Même si nous venons de voir qu’une mémoire pesant bien trop lourdement sur les individus et la société menace leur bon fonctionnement, il n’empêche qu’elle leur est tout de même nécessaire. Ainsi, l’une des solutions qui nous permettrait de déterminer un juste poids pour la mémoire est de connaître les lois la régissant. En respectant ces lois, nous saurons déterminer la juste mesure du poids qu’elle doit nous imposer.

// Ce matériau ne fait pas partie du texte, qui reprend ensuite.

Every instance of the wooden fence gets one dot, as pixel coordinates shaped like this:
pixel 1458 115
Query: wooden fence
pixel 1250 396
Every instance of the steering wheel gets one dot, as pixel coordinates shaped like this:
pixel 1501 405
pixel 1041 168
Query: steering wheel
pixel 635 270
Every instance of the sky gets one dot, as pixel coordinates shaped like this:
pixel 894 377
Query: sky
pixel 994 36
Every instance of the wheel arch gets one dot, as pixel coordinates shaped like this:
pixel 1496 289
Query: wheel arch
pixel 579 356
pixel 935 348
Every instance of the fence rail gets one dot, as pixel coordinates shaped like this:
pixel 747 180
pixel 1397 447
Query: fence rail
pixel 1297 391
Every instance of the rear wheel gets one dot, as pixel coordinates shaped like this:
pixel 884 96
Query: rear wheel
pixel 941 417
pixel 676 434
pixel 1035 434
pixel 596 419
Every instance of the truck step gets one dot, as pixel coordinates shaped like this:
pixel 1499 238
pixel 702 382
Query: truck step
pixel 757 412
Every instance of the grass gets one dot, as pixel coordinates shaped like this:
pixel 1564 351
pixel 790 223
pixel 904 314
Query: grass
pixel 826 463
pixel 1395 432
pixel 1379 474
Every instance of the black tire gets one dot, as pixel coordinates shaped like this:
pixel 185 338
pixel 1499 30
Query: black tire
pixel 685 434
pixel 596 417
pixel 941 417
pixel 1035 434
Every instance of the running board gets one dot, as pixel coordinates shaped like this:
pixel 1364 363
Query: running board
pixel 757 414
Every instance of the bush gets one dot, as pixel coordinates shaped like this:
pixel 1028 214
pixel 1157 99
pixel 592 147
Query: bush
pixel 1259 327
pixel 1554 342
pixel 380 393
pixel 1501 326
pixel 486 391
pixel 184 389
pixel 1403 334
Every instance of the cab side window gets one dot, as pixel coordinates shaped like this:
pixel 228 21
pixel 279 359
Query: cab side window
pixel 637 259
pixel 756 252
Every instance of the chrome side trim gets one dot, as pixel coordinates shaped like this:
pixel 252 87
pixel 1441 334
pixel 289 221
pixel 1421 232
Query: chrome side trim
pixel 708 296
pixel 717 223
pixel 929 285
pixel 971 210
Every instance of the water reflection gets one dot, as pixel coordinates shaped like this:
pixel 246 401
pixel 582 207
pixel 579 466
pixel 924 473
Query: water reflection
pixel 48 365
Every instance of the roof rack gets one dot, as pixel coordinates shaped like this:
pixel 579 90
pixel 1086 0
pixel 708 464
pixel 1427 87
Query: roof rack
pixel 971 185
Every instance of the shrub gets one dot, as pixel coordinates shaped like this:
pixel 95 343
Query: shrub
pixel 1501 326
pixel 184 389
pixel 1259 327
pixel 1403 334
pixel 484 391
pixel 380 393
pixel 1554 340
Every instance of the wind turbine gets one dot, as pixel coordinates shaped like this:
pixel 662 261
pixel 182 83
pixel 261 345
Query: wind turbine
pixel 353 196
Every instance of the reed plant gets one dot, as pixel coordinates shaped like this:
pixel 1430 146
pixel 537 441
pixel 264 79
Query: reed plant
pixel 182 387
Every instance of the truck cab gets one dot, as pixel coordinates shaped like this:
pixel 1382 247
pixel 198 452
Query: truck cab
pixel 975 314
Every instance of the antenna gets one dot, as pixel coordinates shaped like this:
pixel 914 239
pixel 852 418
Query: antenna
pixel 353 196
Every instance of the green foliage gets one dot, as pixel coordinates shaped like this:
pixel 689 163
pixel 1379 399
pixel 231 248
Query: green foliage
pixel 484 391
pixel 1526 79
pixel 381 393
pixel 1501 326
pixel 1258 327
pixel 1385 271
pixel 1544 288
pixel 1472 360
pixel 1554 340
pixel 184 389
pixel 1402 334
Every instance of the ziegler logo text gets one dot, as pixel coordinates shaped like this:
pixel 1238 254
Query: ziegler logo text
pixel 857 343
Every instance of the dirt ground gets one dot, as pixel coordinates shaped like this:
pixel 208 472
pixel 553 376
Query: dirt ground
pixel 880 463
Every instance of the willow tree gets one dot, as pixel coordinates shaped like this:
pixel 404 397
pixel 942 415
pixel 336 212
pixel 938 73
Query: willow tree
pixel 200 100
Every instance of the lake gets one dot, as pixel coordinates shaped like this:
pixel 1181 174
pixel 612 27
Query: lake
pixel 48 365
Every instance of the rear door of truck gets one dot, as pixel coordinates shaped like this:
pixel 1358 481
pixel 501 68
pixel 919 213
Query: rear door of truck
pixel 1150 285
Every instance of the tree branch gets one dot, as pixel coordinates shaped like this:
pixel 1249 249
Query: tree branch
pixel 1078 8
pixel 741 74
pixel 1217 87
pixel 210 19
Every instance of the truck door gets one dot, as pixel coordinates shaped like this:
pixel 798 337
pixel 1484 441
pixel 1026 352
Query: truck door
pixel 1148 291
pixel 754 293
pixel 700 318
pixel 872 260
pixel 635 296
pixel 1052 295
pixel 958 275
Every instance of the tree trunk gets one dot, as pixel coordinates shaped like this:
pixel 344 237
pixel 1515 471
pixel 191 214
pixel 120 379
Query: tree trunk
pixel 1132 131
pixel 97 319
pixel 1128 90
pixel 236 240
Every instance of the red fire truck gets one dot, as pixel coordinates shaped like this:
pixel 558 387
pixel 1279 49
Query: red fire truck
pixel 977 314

1) La mémoire se régule par l’oubli

À la même période où la mémoire commence à être décriée, du fait de son poids excessif, les scientifiques se penchent sur cette faculté. C’est au XIXe siècle que Théodule Ribot énonce l’une des lois les plus fameuses sur la mémoire, celle de l’amnésie rétrograde. Celle-ci affirme qu’à l’état pathologique, ce sont les activités les plus instables qui disparaissent en premier de la mémoire, jusqu’à atteindre les activités les plus stables, celles qui constituent notre identité personnelle. C’est pourquoi le poids idéal de la mémoire est celui qui permet à la fois de se souvenir, pour se construire individuellement, mais aussi d’oublier. Un excès de mémoire empêche l’oubli, et sans l’oubli, la mémoire ne peut fonctionner. Ainsi, le poids équilibré de la mémoire est celui qui lui permet de fonctionner, et par conséquent de ne pas entraver le fonctionnement des individus.

RIBOT, Affaiblissement de la mémoire

2) C’est un juste poids, entre oubli et mémoire, qu’il faut rechercher

Non seulement le fonctionnement même de la mémoire requiert l’oubli, mais aussi, à l’échelle collective, une mémoire efficiente est une mémoire qui autorise l’oubli. C’est ce que Nietzsche affirme dans son œuvre de jeunesse consacrée à la mémoire et à l’Histoire, dans laquelle il affirme que l’homme doit pouvoir oublier, même s’il est contraint de se souvenir. L’oubli est une condition de la vie : c’est lui qui permet à l’homme de créer, contrairement à ce que pensaient les Anciens.

Ainsi, pour permettre l’élan vital à l’échelle individuelle et collective, la mémoire ne doit pas peser trop lourd : elle doit être allégée par l’oubli.